Точнее сказать, материал этот был открыт еще в 1911 г., но лишь в начале 70-х годов на него обратили должное внимание. Существует, оказывается, цитата из интересующего нас текста, найденная в рукописи XI в., принадлежавшей арабскому монаху-христианину Агапию; в ней свидетельство Флавия звучит по-иному, чем это было известно до сих пор. Вот этот текст: «В это время жил мудрый человек, которого звали Иисус. Он вел безупречный образ жизни и был известен своей добродетельностью. Многие среди евреев и других народов стали его учениками. Пилат осудил его на распятие. Но его ученики не отказались от его учения. По их рассказам, он явился им через три дня после своей смерти живым; может быть, он был Мессия, чудесные деяния которого возвещались пророками» 29.

Какие выводы следуют из факта наличия этого документа?

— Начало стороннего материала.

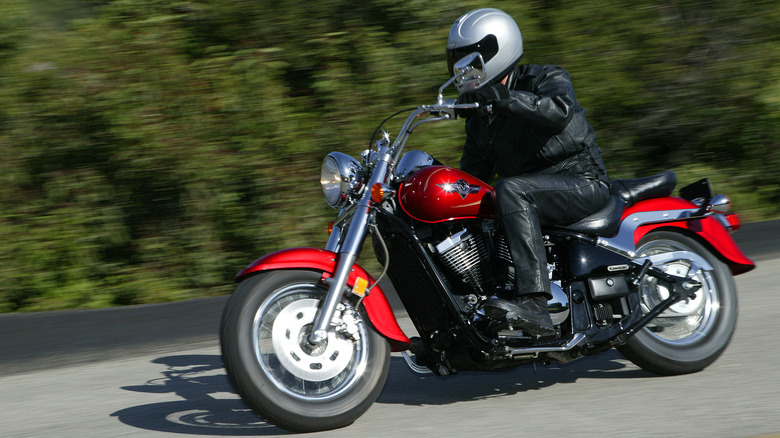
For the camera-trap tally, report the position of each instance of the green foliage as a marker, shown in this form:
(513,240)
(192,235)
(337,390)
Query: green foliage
(150,149)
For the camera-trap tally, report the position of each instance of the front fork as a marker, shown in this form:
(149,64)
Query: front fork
(348,252)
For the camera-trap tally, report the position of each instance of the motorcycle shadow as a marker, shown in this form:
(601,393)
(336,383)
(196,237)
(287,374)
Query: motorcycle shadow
(409,388)
(209,406)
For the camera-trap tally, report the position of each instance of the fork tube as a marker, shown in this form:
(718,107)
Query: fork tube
(347,255)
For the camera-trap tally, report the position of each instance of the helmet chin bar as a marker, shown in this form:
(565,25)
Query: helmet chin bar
(471,66)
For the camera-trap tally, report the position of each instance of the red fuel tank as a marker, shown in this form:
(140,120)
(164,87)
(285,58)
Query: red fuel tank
(441,193)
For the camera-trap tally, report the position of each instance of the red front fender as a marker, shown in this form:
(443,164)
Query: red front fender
(378,309)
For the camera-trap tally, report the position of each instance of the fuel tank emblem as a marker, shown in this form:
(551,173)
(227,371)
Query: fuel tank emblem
(460,187)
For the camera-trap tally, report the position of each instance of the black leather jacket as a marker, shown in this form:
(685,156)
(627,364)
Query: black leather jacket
(541,128)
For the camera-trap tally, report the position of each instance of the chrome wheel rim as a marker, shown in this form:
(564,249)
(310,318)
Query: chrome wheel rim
(688,321)
(280,331)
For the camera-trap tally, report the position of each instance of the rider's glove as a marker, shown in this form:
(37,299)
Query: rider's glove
(486,95)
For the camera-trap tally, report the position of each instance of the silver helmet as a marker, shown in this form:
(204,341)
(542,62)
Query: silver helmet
(492,33)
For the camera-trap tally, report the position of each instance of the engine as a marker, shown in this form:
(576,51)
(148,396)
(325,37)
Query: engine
(479,260)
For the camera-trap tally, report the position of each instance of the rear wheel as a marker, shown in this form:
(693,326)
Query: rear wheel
(693,333)
(291,383)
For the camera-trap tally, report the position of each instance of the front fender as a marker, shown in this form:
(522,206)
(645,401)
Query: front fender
(377,307)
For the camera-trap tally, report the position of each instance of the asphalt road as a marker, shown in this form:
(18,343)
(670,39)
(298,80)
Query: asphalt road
(155,371)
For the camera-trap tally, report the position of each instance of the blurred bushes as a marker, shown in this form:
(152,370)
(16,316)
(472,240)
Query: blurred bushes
(150,149)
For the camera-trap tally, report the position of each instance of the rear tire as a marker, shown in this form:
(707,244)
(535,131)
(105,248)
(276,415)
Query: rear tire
(691,334)
(279,375)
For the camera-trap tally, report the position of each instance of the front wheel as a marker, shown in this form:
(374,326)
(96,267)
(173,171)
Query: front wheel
(279,374)
(692,333)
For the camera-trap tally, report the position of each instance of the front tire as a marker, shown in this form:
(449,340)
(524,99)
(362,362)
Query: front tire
(283,378)
(693,333)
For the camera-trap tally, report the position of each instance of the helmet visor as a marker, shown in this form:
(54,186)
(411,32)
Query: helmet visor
(487,47)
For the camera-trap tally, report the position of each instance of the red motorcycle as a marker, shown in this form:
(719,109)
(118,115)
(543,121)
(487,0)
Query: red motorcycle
(307,335)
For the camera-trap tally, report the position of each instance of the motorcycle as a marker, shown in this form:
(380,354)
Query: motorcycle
(307,335)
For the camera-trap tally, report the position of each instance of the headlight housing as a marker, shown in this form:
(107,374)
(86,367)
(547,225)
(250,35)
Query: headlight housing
(342,177)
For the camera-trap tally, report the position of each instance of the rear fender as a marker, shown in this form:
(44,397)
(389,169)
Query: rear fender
(707,228)
(377,307)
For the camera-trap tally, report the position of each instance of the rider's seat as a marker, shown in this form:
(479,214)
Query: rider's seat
(624,193)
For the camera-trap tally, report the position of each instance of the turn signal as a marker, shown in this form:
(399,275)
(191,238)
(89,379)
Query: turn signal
(734,222)
(380,192)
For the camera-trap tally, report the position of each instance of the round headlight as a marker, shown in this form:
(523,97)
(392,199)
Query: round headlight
(341,178)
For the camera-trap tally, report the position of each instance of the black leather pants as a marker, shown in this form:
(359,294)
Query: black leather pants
(527,203)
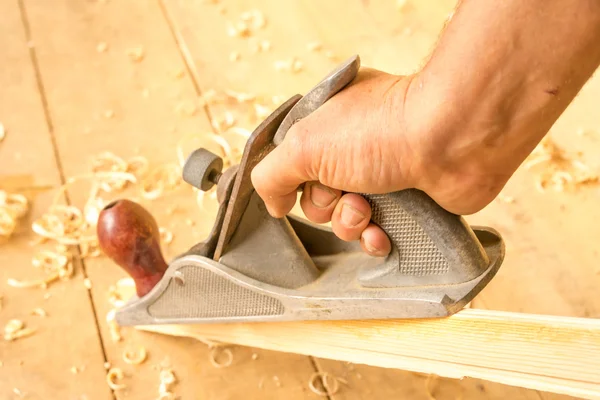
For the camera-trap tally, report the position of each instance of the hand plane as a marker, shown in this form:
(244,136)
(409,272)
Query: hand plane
(253,267)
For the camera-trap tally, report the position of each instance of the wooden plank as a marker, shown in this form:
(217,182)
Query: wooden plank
(385,38)
(561,277)
(38,366)
(144,97)
(554,354)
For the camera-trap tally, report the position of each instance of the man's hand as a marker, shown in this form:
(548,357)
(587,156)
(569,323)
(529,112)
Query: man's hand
(500,76)
(354,142)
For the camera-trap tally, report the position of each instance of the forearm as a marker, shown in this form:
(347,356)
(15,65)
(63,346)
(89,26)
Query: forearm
(504,71)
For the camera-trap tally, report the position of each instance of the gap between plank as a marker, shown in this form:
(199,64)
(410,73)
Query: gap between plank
(317,368)
(57,159)
(188,60)
(190,66)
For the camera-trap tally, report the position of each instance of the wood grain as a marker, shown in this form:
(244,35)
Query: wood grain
(553,354)
(82,84)
(38,366)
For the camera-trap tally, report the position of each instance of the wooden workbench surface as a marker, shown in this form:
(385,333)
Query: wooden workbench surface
(82,78)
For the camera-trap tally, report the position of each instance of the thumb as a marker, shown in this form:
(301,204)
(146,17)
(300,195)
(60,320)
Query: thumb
(277,177)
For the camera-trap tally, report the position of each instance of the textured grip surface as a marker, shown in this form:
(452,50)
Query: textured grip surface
(418,254)
(429,244)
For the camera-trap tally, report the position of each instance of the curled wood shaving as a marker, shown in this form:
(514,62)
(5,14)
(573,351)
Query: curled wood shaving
(255,18)
(290,65)
(215,352)
(15,329)
(113,327)
(13,326)
(561,170)
(13,207)
(40,312)
(167,380)
(101,47)
(223,123)
(249,22)
(328,381)
(186,109)
(113,375)
(136,54)
(87,283)
(56,264)
(314,46)
(135,357)
(166,236)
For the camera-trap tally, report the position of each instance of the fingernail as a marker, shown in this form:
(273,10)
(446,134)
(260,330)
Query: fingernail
(321,196)
(350,216)
(374,251)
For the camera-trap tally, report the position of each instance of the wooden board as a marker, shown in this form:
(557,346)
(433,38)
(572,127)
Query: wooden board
(38,366)
(81,85)
(398,41)
(554,354)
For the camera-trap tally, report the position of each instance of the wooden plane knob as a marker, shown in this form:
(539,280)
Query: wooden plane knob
(128,234)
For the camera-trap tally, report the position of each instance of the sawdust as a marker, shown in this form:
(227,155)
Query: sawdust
(559,170)
(13,207)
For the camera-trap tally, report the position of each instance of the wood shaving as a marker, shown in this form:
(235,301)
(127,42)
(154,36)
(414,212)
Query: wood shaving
(166,236)
(560,170)
(13,326)
(330,54)
(15,329)
(57,265)
(223,123)
(506,199)
(238,29)
(13,207)
(102,47)
(277,381)
(239,97)
(328,381)
(249,22)
(167,381)
(87,283)
(186,108)
(114,375)
(40,312)
(135,357)
(136,54)
(314,46)
(217,351)
(113,327)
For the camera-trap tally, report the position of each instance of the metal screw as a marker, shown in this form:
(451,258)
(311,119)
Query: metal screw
(178,277)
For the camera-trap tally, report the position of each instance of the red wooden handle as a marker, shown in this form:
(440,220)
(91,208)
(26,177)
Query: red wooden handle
(128,234)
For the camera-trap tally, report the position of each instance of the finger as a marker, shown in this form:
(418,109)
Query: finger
(350,217)
(318,202)
(277,177)
(375,242)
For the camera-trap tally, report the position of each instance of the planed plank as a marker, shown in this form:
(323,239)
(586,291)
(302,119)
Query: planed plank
(555,354)
(40,365)
(562,275)
(144,97)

Первый вывод заключается в том, что сам по себе он, безусловно, заслуживает большего доверия в отношении его подлинности, чем тот, который был известен до сих пор; в общем иудей Иосиф мог так написать. Но только «в общем», ибо и здесь есть штрих, вносящий элемент по меньшей мере сомнительности: «…может быть, он был Мессия…» Даже предположить такое Иосиф вряд ли мог! Но отвлечемся от этой последней фразы и обратим внимание на более важную сторону дела.

Автор рассматриваемого текста ссылается на то, что «рассказывают» ученики Христа, т. е. на христианское предание. Написано это было около 94 г., когда предание в общих чертах уже, безусловно, сложилось. И Иосиф был здесь отнюдь не в лучшем положении, чем Тацит и Светоний, хотя и писал лет на двадцать раньше их: современником и очевидцем событий, которые могли быть связаны с деятельностью Христа, с его жизнью и смертью, он не был, да и не мог быть (сам родился в 37 г., т. е. через четыре года после того времени, к которому относят смерть Христа). А когда дошло до него предание — через двадцать или семьдесят лет — неизвестно. Не исключено, что это произошло накануне того момента, когда он его записал. Ясно, что никакой гирей на чаше весов сторонников исторической школы фрагмент Иосифа даже в редакции Агапия не является. Аргумент отсутствия свидетельств современников остается в полной силе.